Ibrah dalam Perjanjian Hudaibiyah

Perjanjian Hudaibiyah satu dari sekian peristiwa yang menjadi ibrah bagi para aktivis dakwah. 1.Keterbatasan pemahaman dan informasi atas sikap yang diambil Rasulullah Saw. menjadikan sahabat Umar ibnul Khaththab Ra menyangsikan apa yang dilakukan beliau dengan orang Quraisy.

2.Sikap Umar tersebut berdampak pada sikap para sahabat yang lamban untuk digerakkan melaksanakan perintah Rasulullah Saw dalam menyembelih dan mencukur rambut sebagai tanda tahallul.

3.Namun peristiwa itu tidak berlangsung lama. Beliau segera menyadari bahwa mereka perlu digerakkan dari tombolnya. Maka beliau pun memulai dari dirinya untuk melakukan apa yang diperintahkannya tadi. Baru selepas itu para sahabat pun berbondong-bondong menjalankannya.

4.Peristiwa ini terhenti dan tidak berkembang hingga ke akar-akar rumput. Dengan cepat kasus itu terselesaikan. Allah Swt menyelamatkan komunitas kaum muslimin dari perpecahan. Ketaatan pada Allah dan Rasul-Nya melandasi kekuatan persatuan tersebut. “Dan ta’atlah kepada Allah dan Rasulnya dan janganlah kamu berbantah-bantahan, yang menyebabkan kamu menjadi gentar dan hilang kekuatanmu dan bersabarlah. Sesungguhnya Allah beserta orang-orang yang sabar”. (QS. Al-Anfaal: 46)

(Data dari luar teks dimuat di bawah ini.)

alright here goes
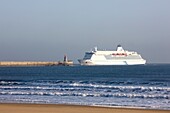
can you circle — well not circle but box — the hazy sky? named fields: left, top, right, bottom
left=0, top=0, right=170, bottom=63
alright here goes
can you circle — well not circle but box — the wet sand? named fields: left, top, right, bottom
left=0, top=103, right=169, bottom=113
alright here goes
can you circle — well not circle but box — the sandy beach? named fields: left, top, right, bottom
left=0, top=103, right=169, bottom=113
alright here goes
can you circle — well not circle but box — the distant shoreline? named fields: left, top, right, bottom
left=0, top=62, right=169, bottom=67
left=0, top=61, right=73, bottom=66
left=0, top=61, right=58, bottom=66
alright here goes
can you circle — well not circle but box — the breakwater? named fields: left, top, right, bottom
left=0, top=61, right=58, bottom=66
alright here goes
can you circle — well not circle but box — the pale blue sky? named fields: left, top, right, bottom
left=0, top=0, right=170, bottom=63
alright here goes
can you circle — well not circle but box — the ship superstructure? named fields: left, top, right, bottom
left=78, top=45, right=146, bottom=65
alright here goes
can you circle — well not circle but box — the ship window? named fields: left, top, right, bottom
left=83, top=53, right=93, bottom=60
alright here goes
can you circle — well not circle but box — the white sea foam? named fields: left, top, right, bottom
left=0, top=80, right=170, bottom=110
left=70, top=82, right=170, bottom=91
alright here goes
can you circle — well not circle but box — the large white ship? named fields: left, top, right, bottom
left=78, top=45, right=146, bottom=65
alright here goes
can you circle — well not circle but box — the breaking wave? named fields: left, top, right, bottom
left=0, top=80, right=169, bottom=100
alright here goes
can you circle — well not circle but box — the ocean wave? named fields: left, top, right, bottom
left=0, top=91, right=169, bottom=99
left=0, top=84, right=169, bottom=93
left=0, top=81, right=169, bottom=93
left=69, top=82, right=170, bottom=91
left=0, top=86, right=92, bottom=92
left=0, top=81, right=24, bottom=85
left=0, top=86, right=54, bottom=90
left=1, top=80, right=168, bottom=88
left=33, top=80, right=168, bottom=86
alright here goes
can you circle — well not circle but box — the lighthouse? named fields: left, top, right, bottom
left=64, top=55, right=68, bottom=62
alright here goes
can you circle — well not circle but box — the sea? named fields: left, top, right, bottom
left=0, top=64, right=169, bottom=110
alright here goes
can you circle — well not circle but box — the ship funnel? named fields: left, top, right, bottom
left=117, top=45, right=124, bottom=51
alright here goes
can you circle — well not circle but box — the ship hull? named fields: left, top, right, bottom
left=78, top=59, right=146, bottom=65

Tsiqah Buah Interaksi Berkesinambungan

Tsiqah dan kepercayaan tidak muncul tiba-tiba. . Melainkan ia adalah buah dari interaksi yang amat lama. Paling tidak dari interaksi yang sangat lama itu dapat memahami keadaan dan kondisinya masing-masing. Sebagaimana peristiwa Isra’ dan Mi’rajnya Rasulullah Saw. Ketika peristiwa itu diceritakan beliau kepada masyarakat luas. Terjadilah kegegeran di kalangan umum. Mereka menyangsikan kejadian yang dialami Rasulullah Saw. Logika mereka belum sampai untuk menerima peristiwa tersebut. Namun sewaktu kasus itu diceritakan kepada Abu Bakar As Shiddiq Ra. dia amat mempercayainya. Bahkan bila kisahnya jauh lebih dahsyat dari yang didengar orang-orang Quraisy sekalipun ia mempercayainya. Alasannya karena sejak kecil ia berteman dengan Rasulullah Saw. dan selama pertemanan yang sangat lama itu, Abu Bakar tidak pernah menemukan pada pribadi Rasulullah, sikap yang mengada-ada. Lebih-lebih berdusta. Hasil interaksi yang cukup lama itu menjadi perisai diri terhadap pribadi Rasulullah Saw. Sehingga tidak ada celah sekecil apapun dalam diri Abu bakar untuk bersikap menduga-duga.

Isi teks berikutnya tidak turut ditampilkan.